Deprecated
This page is deprecated and may contain information that is no longer up to date.
Checksums¶
Summary¶
Files stored on tape always have an ADLER32 checksum.
This checksum should be created by the client software, before the file is transferred to the EOSCTA endpoint. This provides a complete end-to-end integrity check from file creation to storage on tape media.
If a file is transferred to the EOSCTA endpoint without an ADLER32 checksum, it will be calculated by EOS and added to the file metadata. In this case, EOSCTA can only check the integrity of the final part of the transfer, between the EOS disk cache and CTA (tape).
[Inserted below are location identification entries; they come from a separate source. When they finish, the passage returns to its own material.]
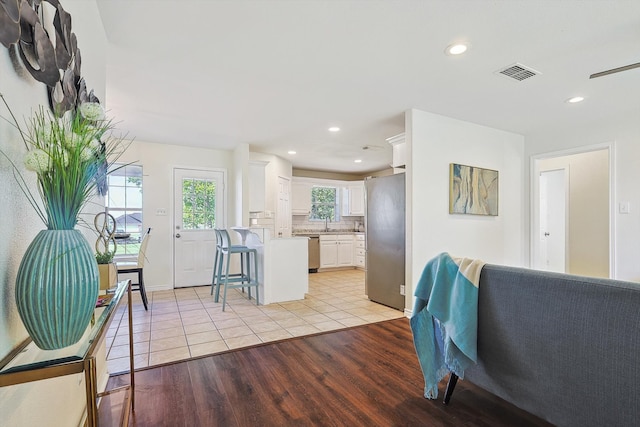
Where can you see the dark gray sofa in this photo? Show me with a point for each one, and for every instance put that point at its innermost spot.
(565, 348)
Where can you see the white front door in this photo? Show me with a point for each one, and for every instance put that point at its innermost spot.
(553, 218)
(283, 214)
(198, 209)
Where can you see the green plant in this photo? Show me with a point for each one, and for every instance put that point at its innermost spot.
(104, 257)
(71, 156)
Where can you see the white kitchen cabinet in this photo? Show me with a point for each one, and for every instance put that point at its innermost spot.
(356, 199)
(300, 198)
(257, 186)
(336, 250)
(359, 251)
(345, 250)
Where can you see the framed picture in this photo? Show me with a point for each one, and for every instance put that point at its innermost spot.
(473, 190)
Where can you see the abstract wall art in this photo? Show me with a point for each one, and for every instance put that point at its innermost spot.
(473, 190)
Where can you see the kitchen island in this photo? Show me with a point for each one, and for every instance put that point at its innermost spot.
(282, 263)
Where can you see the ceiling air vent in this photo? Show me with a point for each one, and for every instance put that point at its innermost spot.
(518, 72)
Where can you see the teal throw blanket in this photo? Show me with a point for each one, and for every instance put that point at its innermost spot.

It is strongly recommended that an ADLER32 checksum should be provided for all files prior to transfer into EOSCTA. If not, it is the responsibility of the client software to verify the integrity of the transfer between the point of file creation and the EOSCTA endpoint.
Technical Details (EOS)¶
At the time of writing, EOS supports the following checksum types:
- ADLER32
- CRC32
- CRC32C
- CRC64
- MD5 hash
- SHA1 hash
- SHA256 hash
- XXH64 hash
As described below, CTA only supports verification of ADLER32 checksums. If another checksum type is provided, CTA will store its value but will not verify that it is correct. EOS and CTA can store multiple checksums of different types for a single file.
The EOSCTA endpoint should be configured to automatically calculate ADLER32 checksums if they are not provided by the client. The target directory in EOS must therefore have the following extended attribute set:
Technical Details (CTA)¶
All files stored on tape must have an ADLER32 checksum. There are two reasons for this:
- CASTOR used ADLER32 checksums exclusively. CTA is designed to allow the seamless migration of CASTOR files so the same checksum format is supported by default.
- The tape drives calculate the ADLER32 checksum in hardware and perform a read-after-write test for every file as it is written to tape.
The ADLER32 checksum calculated by the tape drive is compared to the provided ADLER32 checksum in the file metadata to verify the integrity of the transfer from EOS.
If an ADLER32 checksum is not provided to CTA, or the checksum does not match, CTA will not archive the file to tape. (Technically, the file is written to tape but not added to the file catalogue). An exception is generated in the tape server, returning an error to EOS which is added to the file metadata in the EOS namespace:
sys.archive.error="Aug 14 16:05:51.259997 hostname In ArchiveMount::reportJobsBatchWritten(): got an exception"
The explanation for the exception is logged in the tape server logs:
Aug 14 16:05:48 hostname cta-taped: LVL="ERROR" PID="14712" TID="14817"
MSG="In ArchiveMount::reportJobsBatchWritten(): got an exception"
thread="MainThread" tapeDrive="VDSTK1" mountId="21"
exceptionMessageValue="Checksum type expected=NONE actual=ADLER32" ...
Support for other checksum types¶
It is envisaged that in future CTA will support other checksum types besides ADLER32, for example MD5. This will require a modification to the tape server. It is not envisaged that this will be done until all CASTOR files have been migrated to CTA.